Bugs and glitches and broken quests. The issues I’ve written about so far were things that I didn’t expect to find with Skyrim, however, being familiar with Bethesda’s games I did expect Skyrim to contain bugs and glitches. For the most part I can forgive a game as big as this its bugs, but when the game effectively breaks on you, it can be very frustrating. I’ve had a major questline (the Companions quests) break on me and be impossible to complete, and I currently have an active miscellaneous quest that is impossible to finish because I need to talk to a character who is standing in a place where it is impossible for me to approach her. Great. Plus, I’ve encountered numerous other bugs that may not have broken the game but which have provided many moments of absurdity. For example, one character seems to have replicated himself, so there’s now two of him. Both versions of him are standing outside Whiterun, one of the game’s many towns, with one version of him half embedded in the ground. It has no impact on the game other than it looks ridiculous.
Other negatives are that the combat does feel very primitive by the standards of modern video games, and that many of the dialogue scenes feel wooden and artificial, with it sometimes being difficult to figure out who’s talking.

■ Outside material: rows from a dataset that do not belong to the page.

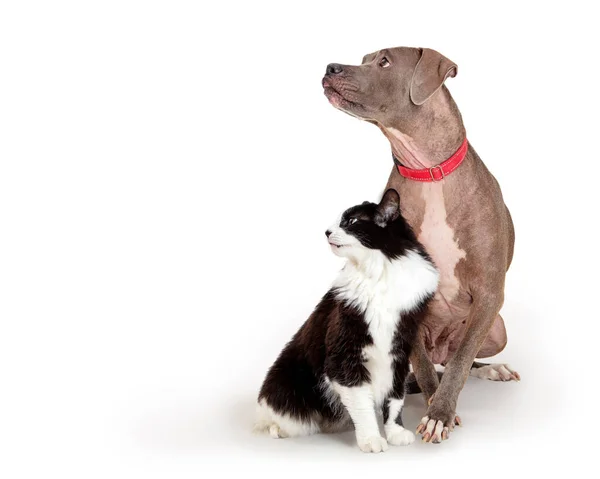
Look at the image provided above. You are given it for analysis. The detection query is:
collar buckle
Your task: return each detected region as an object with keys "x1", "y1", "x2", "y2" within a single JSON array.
[{"x1": 429, "y1": 165, "x2": 446, "y2": 181}]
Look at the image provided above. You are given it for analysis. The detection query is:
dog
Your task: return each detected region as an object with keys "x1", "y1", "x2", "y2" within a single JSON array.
[{"x1": 322, "y1": 47, "x2": 520, "y2": 442}]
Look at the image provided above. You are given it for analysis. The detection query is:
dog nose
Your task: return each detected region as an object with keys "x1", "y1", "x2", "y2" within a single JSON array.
[{"x1": 327, "y1": 63, "x2": 344, "y2": 75}]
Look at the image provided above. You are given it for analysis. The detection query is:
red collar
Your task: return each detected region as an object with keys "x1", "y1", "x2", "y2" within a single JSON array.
[{"x1": 394, "y1": 138, "x2": 469, "y2": 182}]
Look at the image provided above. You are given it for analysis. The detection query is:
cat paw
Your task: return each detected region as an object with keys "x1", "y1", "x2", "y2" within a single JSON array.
[
  {"x1": 269, "y1": 424, "x2": 288, "y2": 439},
  {"x1": 357, "y1": 436, "x2": 388, "y2": 453},
  {"x1": 385, "y1": 425, "x2": 415, "y2": 446},
  {"x1": 470, "y1": 364, "x2": 521, "y2": 381}
]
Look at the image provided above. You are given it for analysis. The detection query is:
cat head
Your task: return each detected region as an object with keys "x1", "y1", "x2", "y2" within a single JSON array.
[{"x1": 325, "y1": 189, "x2": 420, "y2": 262}]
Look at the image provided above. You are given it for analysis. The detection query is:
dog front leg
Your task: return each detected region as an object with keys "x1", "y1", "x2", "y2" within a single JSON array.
[
  {"x1": 410, "y1": 331, "x2": 440, "y2": 403},
  {"x1": 417, "y1": 285, "x2": 504, "y2": 442}
]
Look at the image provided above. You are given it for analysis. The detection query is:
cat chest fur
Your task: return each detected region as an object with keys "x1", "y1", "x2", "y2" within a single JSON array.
[{"x1": 334, "y1": 251, "x2": 438, "y2": 405}]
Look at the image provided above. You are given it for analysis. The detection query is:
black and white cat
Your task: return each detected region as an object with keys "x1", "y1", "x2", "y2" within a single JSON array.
[{"x1": 255, "y1": 190, "x2": 439, "y2": 452}]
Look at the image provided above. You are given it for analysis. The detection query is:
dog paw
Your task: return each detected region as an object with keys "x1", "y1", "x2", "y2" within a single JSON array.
[
  {"x1": 470, "y1": 364, "x2": 521, "y2": 381},
  {"x1": 385, "y1": 425, "x2": 415, "y2": 446},
  {"x1": 357, "y1": 436, "x2": 388, "y2": 453},
  {"x1": 417, "y1": 404, "x2": 462, "y2": 443}
]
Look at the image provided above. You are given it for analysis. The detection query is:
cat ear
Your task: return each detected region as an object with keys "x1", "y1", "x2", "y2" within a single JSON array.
[{"x1": 374, "y1": 188, "x2": 400, "y2": 228}]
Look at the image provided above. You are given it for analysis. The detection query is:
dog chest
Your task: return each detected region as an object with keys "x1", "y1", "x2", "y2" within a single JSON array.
[{"x1": 418, "y1": 183, "x2": 467, "y2": 301}]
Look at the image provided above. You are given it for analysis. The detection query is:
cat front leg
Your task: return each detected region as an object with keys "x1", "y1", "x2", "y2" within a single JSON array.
[
  {"x1": 332, "y1": 382, "x2": 388, "y2": 453},
  {"x1": 383, "y1": 397, "x2": 415, "y2": 446}
]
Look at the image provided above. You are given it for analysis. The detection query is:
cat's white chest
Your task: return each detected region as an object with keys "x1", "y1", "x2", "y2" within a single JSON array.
[{"x1": 363, "y1": 310, "x2": 400, "y2": 406}]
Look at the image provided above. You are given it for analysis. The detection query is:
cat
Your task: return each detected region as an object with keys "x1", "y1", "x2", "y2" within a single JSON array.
[{"x1": 255, "y1": 189, "x2": 439, "y2": 452}]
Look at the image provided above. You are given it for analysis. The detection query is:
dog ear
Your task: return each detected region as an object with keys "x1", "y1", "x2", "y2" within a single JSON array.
[
  {"x1": 374, "y1": 188, "x2": 400, "y2": 228},
  {"x1": 410, "y1": 48, "x2": 458, "y2": 105}
]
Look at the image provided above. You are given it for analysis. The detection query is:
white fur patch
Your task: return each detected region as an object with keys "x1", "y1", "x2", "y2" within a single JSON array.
[
  {"x1": 331, "y1": 381, "x2": 387, "y2": 446},
  {"x1": 470, "y1": 364, "x2": 521, "y2": 381},
  {"x1": 254, "y1": 399, "x2": 320, "y2": 439},
  {"x1": 419, "y1": 183, "x2": 467, "y2": 301},
  {"x1": 333, "y1": 248, "x2": 438, "y2": 407},
  {"x1": 384, "y1": 399, "x2": 415, "y2": 446}
]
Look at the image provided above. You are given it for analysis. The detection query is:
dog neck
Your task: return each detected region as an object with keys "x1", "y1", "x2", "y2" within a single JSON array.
[{"x1": 377, "y1": 88, "x2": 466, "y2": 170}]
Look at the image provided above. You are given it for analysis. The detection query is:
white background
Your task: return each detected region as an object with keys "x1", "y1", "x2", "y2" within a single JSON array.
[{"x1": 0, "y1": 1, "x2": 600, "y2": 478}]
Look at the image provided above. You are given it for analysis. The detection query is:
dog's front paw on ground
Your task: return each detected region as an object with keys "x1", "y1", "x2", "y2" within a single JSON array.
[
  {"x1": 417, "y1": 406, "x2": 462, "y2": 443},
  {"x1": 357, "y1": 436, "x2": 388, "y2": 453},
  {"x1": 385, "y1": 424, "x2": 415, "y2": 446},
  {"x1": 470, "y1": 364, "x2": 521, "y2": 381}
]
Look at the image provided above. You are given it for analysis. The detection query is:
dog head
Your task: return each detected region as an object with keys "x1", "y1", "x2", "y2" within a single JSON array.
[{"x1": 322, "y1": 47, "x2": 457, "y2": 127}]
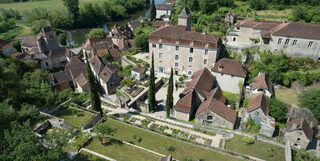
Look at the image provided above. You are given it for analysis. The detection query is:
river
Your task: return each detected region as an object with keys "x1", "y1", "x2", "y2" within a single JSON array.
[{"x1": 67, "y1": 0, "x2": 165, "y2": 45}]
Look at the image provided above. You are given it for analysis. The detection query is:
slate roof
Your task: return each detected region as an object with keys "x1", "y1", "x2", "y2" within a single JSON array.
[
  {"x1": 247, "y1": 93, "x2": 269, "y2": 116},
  {"x1": 286, "y1": 118, "x2": 313, "y2": 141},
  {"x1": 183, "y1": 68, "x2": 216, "y2": 98},
  {"x1": 149, "y1": 25, "x2": 220, "y2": 49},
  {"x1": 211, "y1": 58, "x2": 248, "y2": 78},
  {"x1": 196, "y1": 93, "x2": 237, "y2": 124},
  {"x1": 252, "y1": 73, "x2": 273, "y2": 94},
  {"x1": 156, "y1": 4, "x2": 172, "y2": 11}
]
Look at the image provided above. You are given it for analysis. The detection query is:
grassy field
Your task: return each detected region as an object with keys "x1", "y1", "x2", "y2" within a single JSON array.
[
  {"x1": 74, "y1": 151, "x2": 105, "y2": 161},
  {"x1": 0, "y1": 0, "x2": 106, "y2": 11},
  {"x1": 86, "y1": 137, "x2": 161, "y2": 161},
  {"x1": 55, "y1": 108, "x2": 94, "y2": 128},
  {"x1": 275, "y1": 88, "x2": 299, "y2": 105},
  {"x1": 226, "y1": 135, "x2": 285, "y2": 161},
  {"x1": 99, "y1": 119, "x2": 239, "y2": 161}
]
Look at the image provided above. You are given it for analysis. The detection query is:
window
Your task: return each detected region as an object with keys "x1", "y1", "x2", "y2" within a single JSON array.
[
  {"x1": 284, "y1": 39, "x2": 290, "y2": 45},
  {"x1": 175, "y1": 55, "x2": 179, "y2": 60},
  {"x1": 292, "y1": 40, "x2": 297, "y2": 45},
  {"x1": 204, "y1": 50, "x2": 208, "y2": 55}
]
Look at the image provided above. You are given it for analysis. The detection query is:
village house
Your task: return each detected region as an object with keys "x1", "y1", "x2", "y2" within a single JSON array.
[
  {"x1": 0, "y1": 39, "x2": 14, "y2": 54},
  {"x1": 131, "y1": 66, "x2": 147, "y2": 81},
  {"x1": 211, "y1": 58, "x2": 248, "y2": 94},
  {"x1": 149, "y1": 8, "x2": 221, "y2": 76},
  {"x1": 247, "y1": 93, "x2": 269, "y2": 124},
  {"x1": 21, "y1": 26, "x2": 67, "y2": 70},
  {"x1": 284, "y1": 119, "x2": 313, "y2": 149},
  {"x1": 156, "y1": 3, "x2": 172, "y2": 21},
  {"x1": 89, "y1": 55, "x2": 122, "y2": 95},
  {"x1": 196, "y1": 87, "x2": 237, "y2": 129},
  {"x1": 251, "y1": 73, "x2": 274, "y2": 97},
  {"x1": 226, "y1": 19, "x2": 320, "y2": 60},
  {"x1": 173, "y1": 68, "x2": 216, "y2": 121},
  {"x1": 48, "y1": 56, "x2": 89, "y2": 93}
]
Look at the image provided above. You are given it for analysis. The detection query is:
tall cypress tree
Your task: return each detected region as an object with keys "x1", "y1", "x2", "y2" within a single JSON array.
[
  {"x1": 148, "y1": 53, "x2": 157, "y2": 111},
  {"x1": 86, "y1": 56, "x2": 103, "y2": 117},
  {"x1": 150, "y1": 0, "x2": 157, "y2": 21},
  {"x1": 166, "y1": 68, "x2": 173, "y2": 117}
]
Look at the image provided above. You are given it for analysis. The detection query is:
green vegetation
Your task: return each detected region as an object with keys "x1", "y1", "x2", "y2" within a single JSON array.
[
  {"x1": 86, "y1": 29, "x2": 107, "y2": 39},
  {"x1": 86, "y1": 137, "x2": 161, "y2": 161},
  {"x1": 166, "y1": 68, "x2": 173, "y2": 117},
  {"x1": 299, "y1": 88, "x2": 320, "y2": 119},
  {"x1": 226, "y1": 135, "x2": 285, "y2": 161},
  {"x1": 267, "y1": 98, "x2": 289, "y2": 123},
  {"x1": 54, "y1": 107, "x2": 93, "y2": 128},
  {"x1": 99, "y1": 119, "x2": 239, "y2": 160},
  {"x1": 148, "y1": 54, "x2": 157, "y2": 111}
]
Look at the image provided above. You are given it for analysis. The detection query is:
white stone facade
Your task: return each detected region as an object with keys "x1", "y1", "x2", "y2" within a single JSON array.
[
  {"x1": 212, "y1": 72, "x2": 245, "y2": 94},
  {"x1": 149, "y1": 41, "x2": 219, "y2": 76}
]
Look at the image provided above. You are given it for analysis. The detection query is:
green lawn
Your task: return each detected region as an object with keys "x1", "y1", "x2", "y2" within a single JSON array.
[
  {"x1": 101, "y1": 119, "x2": 239, "y2": 161},
  {"x1": 86, "y1": 137, "x2": 161, "y2": 161},
  {"x1": 55, "y1": 108, "x2": 94, "y2": 128},
  {"x1": 74, "y1": 151, "x2": 105, "y2": 161},
  {"x1": 0, "y1": 0, "x2": 105, "y2": 11},
  {"x1": 275, "y1": 87, "x2": 299, "y2": 105},
  {"x1": 226, "y1": 135, "x2": 285, "y2": 161}
]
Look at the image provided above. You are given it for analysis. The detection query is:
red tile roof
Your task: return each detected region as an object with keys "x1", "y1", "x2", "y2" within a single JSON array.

All of this makes it sound like I am really, really down on Skyrim. I’m not. Like I said at the beginning, I do like Skyrim, and I’ve grown to enjoy it more over time. I just find it hard to reconcile my experience of the game with the universally glowing reviews I’ve read. Yes, it’s magnificent in some respects, but it’s desperately flawed in others, and overall I do feel that Bethesda got carried away and threw everything they could at this game, sacrificing quality and a balanced gameplay experience for more - more of everything.
But to end on a positive note: the game environment, the land of Skyrim itself, is a stunning creation. It’s a huge fantasy game world that has a hint of a ‘fairytale’ feel to it. It offers breathtaking views, moments of quiet tranquility, and wherever you venture there are hidden secrets and adventures to uncover. It is a glorious, beautiful creation and it can be a positive joy to explore. My frustrations with the game can be boiled down solely to the fact that they have broken my immersion in this stunning game world. Everything I’ve written about here has somehow taken me out of the experience of being in the game, broken its spell. At times I felt like I was battling the game, fighting to try to enjoy it – and it’s because I wanted to enjoy the game so badly that its flaws became so much more frustrating.
Skyrim is a magnificent, glorious, immense, flawed, chaotic, jumbled, uneven, richly-detailed and lovingly-created beast of a game. For my money, it’s not Bethesda’s best game – that would be Fallout 3 – and it hasn’t held me under its spell in the way that Oblivion did, but despite all of the flaws and frustrations I’ve written about here, it has still at times captivated and delighted me. And it will probably continue to do so for a long time.